- Developer: Invictus Games
- Publishers: Groove Games; City Interactive (Europe);
- Platform: Microsoft Windows
- Release: EU: December 1, 2006; NA: May 28, 2007;
- Genre: Racing
- Modes: Single-player, multiplayer

= L.A. Street Racing =

2006 video game

L.A. Street Racing is a racing video game developed by Invictus Games and published by Groove Games exclusively for Microsoft Windows. It was released on 1 December 2006 in Europe and on 28 May 2007 in North America. The game was re-released in June 2008 by City Interactive under the title Overspeed: High Performance Street Racing, as a low-price (budget) game.

==Plot==
Matt Peacock is the best race driver in the underground of L.A. and the player wants to take that title away from him. But, of course, the best of the best does not race a newcomer, so the player has to race their way up starting from 61st place.

==Gameplay==

At the beginning of the game, the player chooses one of two available cars, before waiting at the "COOL-Market" for contestants to arrive. Once someone willing to race comes by, the player is given a choice of tuning parts from their opponent that the player can race for. Before each race, the player must bet on one of their own items. Since the game doesn't allow manual saving, if they lose a part, they'll need to earn it again.
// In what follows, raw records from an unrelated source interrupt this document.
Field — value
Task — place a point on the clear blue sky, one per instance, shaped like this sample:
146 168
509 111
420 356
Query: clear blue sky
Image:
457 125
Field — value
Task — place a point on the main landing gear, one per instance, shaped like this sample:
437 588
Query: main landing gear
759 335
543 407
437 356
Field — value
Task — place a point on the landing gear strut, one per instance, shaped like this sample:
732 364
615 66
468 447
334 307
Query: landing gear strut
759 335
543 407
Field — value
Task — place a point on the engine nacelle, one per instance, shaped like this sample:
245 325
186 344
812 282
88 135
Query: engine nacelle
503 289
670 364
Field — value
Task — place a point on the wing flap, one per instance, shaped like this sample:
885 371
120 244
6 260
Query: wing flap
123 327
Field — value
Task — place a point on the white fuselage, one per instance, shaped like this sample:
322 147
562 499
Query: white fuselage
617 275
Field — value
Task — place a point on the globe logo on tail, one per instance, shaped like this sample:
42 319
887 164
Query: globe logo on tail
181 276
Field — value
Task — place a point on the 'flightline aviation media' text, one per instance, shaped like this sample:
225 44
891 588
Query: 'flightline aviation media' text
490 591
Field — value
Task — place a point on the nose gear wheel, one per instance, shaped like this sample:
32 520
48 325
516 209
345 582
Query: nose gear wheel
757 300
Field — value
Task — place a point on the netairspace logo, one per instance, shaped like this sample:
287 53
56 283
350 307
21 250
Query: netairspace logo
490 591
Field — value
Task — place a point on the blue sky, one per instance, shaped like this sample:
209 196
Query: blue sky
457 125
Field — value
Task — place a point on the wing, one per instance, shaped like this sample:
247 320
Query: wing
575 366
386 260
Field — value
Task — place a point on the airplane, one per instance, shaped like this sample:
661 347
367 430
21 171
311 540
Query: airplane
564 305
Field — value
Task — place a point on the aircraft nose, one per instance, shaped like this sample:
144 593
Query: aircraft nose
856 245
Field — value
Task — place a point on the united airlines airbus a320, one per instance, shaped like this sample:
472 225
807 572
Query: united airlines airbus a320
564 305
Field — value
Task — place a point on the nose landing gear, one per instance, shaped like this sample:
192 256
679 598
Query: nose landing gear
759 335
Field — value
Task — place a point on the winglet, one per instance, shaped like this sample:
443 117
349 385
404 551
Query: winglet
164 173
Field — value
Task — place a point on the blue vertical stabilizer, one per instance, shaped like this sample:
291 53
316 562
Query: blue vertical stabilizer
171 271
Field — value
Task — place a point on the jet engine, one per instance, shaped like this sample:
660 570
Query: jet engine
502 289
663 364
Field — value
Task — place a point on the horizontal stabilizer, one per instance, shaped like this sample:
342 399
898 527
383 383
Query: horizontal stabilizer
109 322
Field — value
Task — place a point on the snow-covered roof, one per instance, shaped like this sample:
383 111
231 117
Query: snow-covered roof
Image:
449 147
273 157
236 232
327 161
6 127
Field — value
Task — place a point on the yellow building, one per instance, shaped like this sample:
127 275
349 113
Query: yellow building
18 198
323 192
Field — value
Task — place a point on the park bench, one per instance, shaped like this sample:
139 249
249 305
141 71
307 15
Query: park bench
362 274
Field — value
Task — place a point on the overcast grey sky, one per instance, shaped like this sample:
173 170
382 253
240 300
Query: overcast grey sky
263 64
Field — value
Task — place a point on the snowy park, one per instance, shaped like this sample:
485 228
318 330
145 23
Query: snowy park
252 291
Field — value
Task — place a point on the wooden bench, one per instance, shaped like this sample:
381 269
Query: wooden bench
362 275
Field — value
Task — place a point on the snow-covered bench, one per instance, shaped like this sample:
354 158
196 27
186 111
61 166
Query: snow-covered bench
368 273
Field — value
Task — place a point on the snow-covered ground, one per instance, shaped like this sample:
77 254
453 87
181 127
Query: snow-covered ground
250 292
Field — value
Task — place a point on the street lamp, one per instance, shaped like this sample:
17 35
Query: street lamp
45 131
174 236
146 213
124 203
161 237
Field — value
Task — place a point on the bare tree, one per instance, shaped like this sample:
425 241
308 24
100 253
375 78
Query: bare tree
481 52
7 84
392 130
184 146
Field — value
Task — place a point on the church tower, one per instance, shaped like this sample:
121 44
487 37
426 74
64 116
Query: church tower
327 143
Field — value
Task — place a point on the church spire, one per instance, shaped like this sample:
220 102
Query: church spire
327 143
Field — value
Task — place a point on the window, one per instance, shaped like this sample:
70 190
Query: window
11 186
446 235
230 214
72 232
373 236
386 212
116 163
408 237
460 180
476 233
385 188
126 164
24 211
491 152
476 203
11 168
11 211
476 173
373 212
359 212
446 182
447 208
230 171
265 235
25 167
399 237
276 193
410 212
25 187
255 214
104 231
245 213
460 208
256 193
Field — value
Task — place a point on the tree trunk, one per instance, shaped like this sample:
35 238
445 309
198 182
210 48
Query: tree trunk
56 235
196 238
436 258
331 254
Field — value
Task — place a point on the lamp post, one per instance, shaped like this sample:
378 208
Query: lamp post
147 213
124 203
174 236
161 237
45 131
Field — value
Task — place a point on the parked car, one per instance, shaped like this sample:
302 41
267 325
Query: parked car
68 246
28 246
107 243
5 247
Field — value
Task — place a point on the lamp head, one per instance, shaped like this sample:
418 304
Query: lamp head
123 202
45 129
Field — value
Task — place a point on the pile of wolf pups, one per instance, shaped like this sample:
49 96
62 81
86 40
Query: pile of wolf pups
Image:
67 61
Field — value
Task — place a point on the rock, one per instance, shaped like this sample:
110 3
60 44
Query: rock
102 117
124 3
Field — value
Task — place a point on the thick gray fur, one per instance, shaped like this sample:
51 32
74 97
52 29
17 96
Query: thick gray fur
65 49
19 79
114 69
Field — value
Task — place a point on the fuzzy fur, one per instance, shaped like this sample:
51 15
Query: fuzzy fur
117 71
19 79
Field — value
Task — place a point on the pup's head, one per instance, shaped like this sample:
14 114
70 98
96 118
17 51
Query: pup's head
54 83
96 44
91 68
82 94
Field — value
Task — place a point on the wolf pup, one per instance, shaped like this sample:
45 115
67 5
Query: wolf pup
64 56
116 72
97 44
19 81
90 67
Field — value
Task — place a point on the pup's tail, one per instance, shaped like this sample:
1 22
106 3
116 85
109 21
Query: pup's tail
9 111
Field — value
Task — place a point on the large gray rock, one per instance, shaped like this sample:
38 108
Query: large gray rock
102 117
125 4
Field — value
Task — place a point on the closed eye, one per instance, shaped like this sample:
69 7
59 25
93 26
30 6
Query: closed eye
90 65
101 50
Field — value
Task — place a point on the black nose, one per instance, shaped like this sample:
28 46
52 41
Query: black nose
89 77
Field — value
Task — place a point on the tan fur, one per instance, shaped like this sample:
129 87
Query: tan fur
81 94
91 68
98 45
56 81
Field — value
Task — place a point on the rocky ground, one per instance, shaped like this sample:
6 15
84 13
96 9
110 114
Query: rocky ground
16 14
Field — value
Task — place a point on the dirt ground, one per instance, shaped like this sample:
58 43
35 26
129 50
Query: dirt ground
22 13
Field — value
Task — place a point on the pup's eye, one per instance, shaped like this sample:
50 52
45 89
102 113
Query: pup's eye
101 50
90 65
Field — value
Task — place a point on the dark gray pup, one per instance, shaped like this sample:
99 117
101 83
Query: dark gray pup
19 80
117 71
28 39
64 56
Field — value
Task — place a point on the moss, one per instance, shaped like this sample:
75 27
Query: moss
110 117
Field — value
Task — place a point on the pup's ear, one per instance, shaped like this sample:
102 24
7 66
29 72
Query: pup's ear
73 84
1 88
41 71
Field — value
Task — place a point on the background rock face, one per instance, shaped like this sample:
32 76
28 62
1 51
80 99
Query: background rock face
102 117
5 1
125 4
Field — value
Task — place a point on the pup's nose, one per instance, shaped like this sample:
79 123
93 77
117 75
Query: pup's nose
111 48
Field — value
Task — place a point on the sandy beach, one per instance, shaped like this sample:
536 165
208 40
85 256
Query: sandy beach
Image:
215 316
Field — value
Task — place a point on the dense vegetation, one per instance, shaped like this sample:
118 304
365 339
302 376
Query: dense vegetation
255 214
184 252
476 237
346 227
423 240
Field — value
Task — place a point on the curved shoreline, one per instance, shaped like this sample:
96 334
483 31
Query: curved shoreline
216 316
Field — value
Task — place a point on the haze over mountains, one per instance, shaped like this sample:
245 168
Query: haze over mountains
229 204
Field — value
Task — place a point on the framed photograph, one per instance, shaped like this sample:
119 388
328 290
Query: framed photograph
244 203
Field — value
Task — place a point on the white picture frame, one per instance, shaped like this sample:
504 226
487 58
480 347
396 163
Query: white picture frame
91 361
Every part of the player's car (engine, nitro, etc.) can be enhanced in several stages and once the player has collected all parts of the same stage, the player can do a "pinkslip race", in which the opponent bets his car. Losing that race will cost every single tuning part the player has collected for the player's car. The parts the player wins are limited to the car they win them with, so the player cannot swap them between cars. If the player put parts of different stages on their car, the handling will decrease, So, the player has to think carefully if they should go for the powerful tier 3 engine, even if it makes the car's handling much worse.
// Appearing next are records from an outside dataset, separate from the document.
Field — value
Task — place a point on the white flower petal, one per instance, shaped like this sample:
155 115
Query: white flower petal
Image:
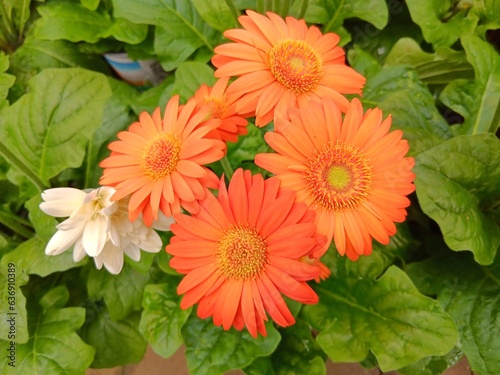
78 251
163 223
152 243
95 235
133 252
62 241
112 257
62 202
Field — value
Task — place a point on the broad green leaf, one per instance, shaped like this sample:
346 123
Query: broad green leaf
49 127
128 32
175 42
19 13
457 183
387 316
242 153
6 80
336 11
90 4
55 298
488 12
34 55
477 100
122 293
117 342
363 62
297 353
220 14
439 67
53 329
179 28
30 257
398 91
14 325
162 318
155 97
210 350
471 295
71 21
44 224
442 22
116 116
189 76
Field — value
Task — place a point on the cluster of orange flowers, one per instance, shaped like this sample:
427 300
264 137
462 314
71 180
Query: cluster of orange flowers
339 174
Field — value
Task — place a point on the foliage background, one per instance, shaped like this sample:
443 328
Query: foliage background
417 305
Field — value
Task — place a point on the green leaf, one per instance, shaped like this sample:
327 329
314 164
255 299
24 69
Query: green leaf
470 294
477 100
155 97
14 325
54 329
49 127
242 153
117 342
189 76
128 32
456 184
162 318
116 117
488 12
44 224
6 80
210 350
90 4
398 91
219 14
57 298
439 67
180 30
71 21
387 316
19 13
297 353
363 62
122 293
442 22
433 365
373 11
30 257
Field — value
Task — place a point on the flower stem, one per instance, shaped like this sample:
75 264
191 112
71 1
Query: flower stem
228 170
18 163
16 224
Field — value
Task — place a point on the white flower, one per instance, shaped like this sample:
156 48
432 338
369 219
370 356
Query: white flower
98 227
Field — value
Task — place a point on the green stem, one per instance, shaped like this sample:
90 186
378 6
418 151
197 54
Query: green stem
16 224
228 170
15 161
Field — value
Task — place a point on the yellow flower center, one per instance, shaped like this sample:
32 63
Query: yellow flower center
217 106
338 177
161 156
241 253
296 65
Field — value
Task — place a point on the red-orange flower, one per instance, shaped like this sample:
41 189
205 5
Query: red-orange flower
281 63
222 106
160 162
243 250
353 173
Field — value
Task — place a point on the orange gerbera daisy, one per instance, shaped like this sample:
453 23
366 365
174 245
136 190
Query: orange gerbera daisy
353 173
160 162
243 250
282 63
223 107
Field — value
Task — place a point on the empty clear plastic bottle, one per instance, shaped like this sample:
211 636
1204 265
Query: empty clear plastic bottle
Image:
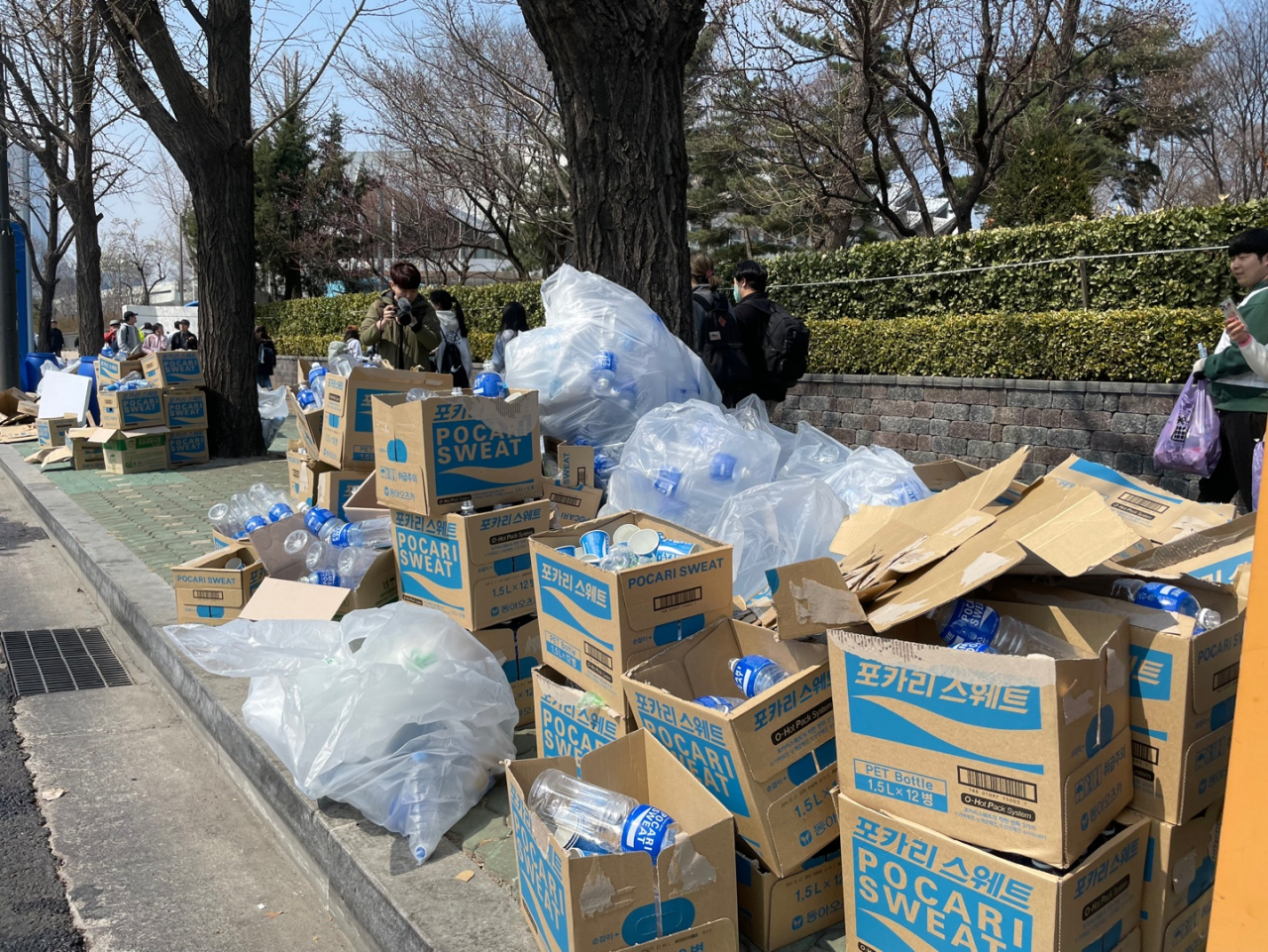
370 534
756 674
964 620
1159 594
605 820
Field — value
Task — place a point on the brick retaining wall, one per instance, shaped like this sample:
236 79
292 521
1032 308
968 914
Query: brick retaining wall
986 420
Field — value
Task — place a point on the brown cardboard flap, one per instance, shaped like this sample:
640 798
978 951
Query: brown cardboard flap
810 597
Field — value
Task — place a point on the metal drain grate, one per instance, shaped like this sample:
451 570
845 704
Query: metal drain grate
61 660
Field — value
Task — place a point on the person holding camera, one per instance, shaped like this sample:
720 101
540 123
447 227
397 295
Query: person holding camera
402 325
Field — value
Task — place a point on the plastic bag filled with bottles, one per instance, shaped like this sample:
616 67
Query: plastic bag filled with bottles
397 711
602 362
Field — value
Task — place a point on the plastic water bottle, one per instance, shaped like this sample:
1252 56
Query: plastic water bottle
1167 597
272 501
756 674
964 620
716 702
600 819
370 534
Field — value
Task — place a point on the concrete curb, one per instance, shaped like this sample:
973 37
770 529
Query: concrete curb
368 879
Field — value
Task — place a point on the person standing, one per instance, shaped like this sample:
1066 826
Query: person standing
515 321
55 340
1240 394
265 358
157 340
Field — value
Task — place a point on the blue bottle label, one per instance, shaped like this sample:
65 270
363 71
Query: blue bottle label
972 621
646 829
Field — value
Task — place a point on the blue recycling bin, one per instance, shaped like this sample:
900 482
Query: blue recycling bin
31 370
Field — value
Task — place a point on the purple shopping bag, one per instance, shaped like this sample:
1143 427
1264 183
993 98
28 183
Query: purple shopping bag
1190 443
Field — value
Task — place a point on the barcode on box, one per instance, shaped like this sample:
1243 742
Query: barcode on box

The ranking list is split into four prestige levels, and each level has its own starting location. For instance, if the player goes to the Village Motel, the player needs prestige level 4 to race or otherwise they will send the player away. The same thing happens when the player is level 2 and the player waits at the COOL-Market because the player is too powerful for them.
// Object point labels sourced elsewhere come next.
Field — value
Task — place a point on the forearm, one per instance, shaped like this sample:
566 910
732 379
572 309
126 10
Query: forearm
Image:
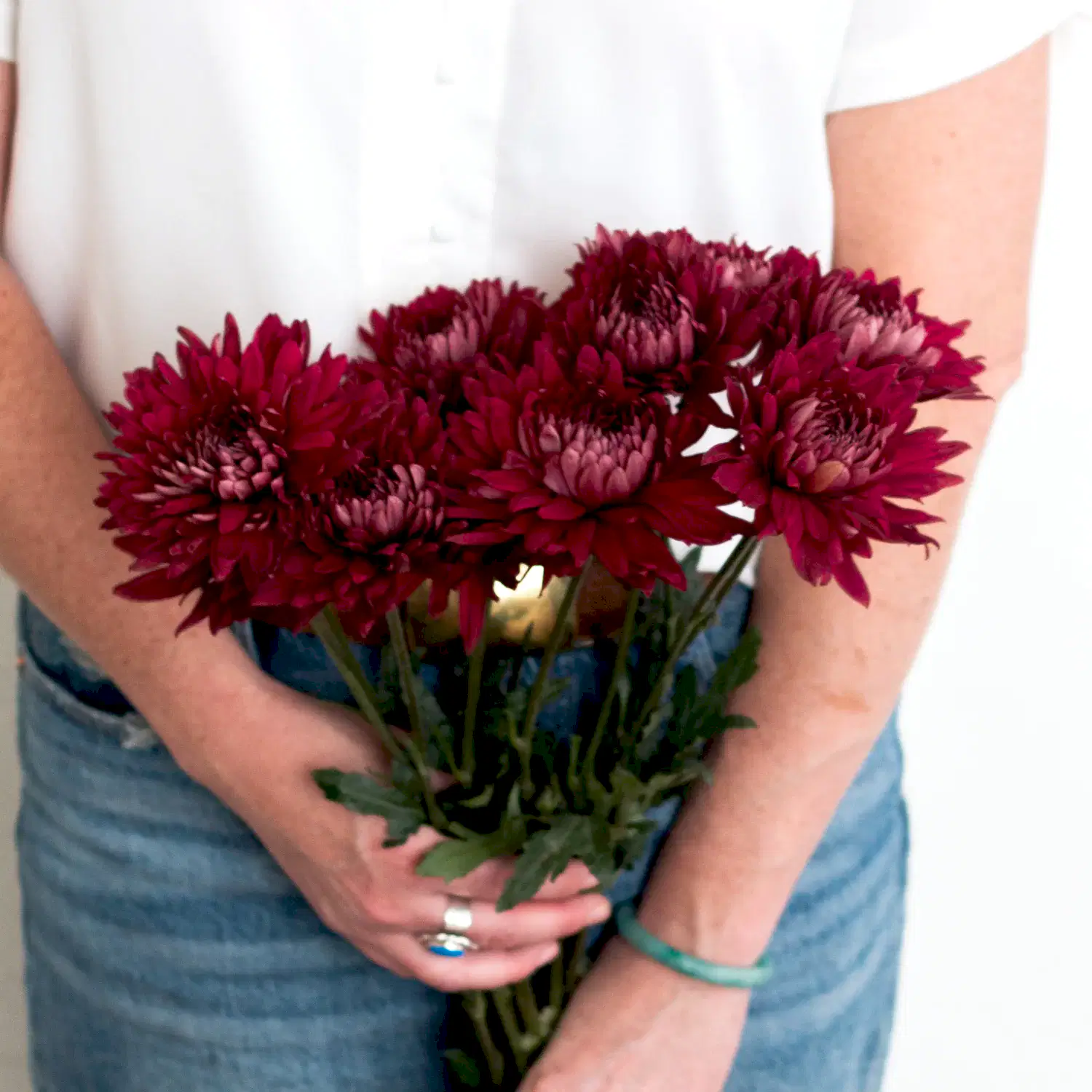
943 191
52 545
829 678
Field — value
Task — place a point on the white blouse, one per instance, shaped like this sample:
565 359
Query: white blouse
323 157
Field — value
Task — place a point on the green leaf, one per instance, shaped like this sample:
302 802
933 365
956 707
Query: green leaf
365 795
451 860
545 856
740 665
735 721
463 1068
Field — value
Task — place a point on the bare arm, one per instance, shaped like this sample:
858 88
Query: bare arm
249 740
50 539
941 190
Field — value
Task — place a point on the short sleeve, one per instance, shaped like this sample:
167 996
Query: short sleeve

The races themselves take place on marked-off streets in Los Angeles at night. The cars handle more realistically than the ones in Need for Speed: Carbon, which means that the player cannot "fly" through curves by taking the foot from the acceleration for a second. The player should keep in mind that if they take a curve too steeply, the car may drift into the scenery. Additionally, driving certain parts of the race track without making mistakes will reward the player with a small nitro refill.

L.A. Street Racing features an online mode where players can drive against up to seven other opponents.

==Reception==
IGN gave the game a score of 6.5 out of 10, stating, "The framework for a very cool racing game is here, and certainly the driving physics are superb. Yet so much of it seems incomplete or untested. The AI needs polishing, and the upgrade system is promising yet flawed. Still, at its reduced price point, LA Street Racing is an interesting, thrilling option."